I wasn't planning on seeing the mansion the day I did, it was happenstance, a generous offer to venture inside a house originally built around the time of the American Revolution. Not much was yet restored to its original glory. I was drawn to one room decorated with fantastic Chinoiserie style wallpaper covered with hand-painted florals and intensely hued exotic birds. From the moment I stepped into that room I couldn't stop thinking about the birds. That same day the concept for Oiseaux Vigilants, A Suburban Fairytale took shape.
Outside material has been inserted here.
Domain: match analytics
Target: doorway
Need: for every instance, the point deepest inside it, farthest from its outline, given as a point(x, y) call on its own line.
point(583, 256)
This painted flock flaunts their independence and quirky personalities. A virtual volary of more than 40 fantastic birds, they quickly communicated their desires and intentions to me. Fully fledged, they wait until the sun goes down to flee precarious roosts, to venture through abandoned rooms and cavort with things from the past.
About the Book
When artists collaborate, exciting things happen. When Lydia Gnau agreed to pen a story about the girl and the birds, I had no idea what would come of it, and how the narrative would unfold. Lydia embraced the photographs and developed a tale that resounded with empathy, truth and desire. Through her words, the fairytale comes alive, evolves and eventually takes flight. To possess the talent to express emotions about a group of still pictures using words is enviable. To tie those words together into a cohesive tale is a delightful gift.
Creativity comes from many places—a chance meeting, perhaps a spark of an idea might take on a life of its own—this is the way an artist lives and thinks, always moving forward, discovering and uncovering hidden meaning. It's wonderful really, and often hard to explain—the joy of creating art.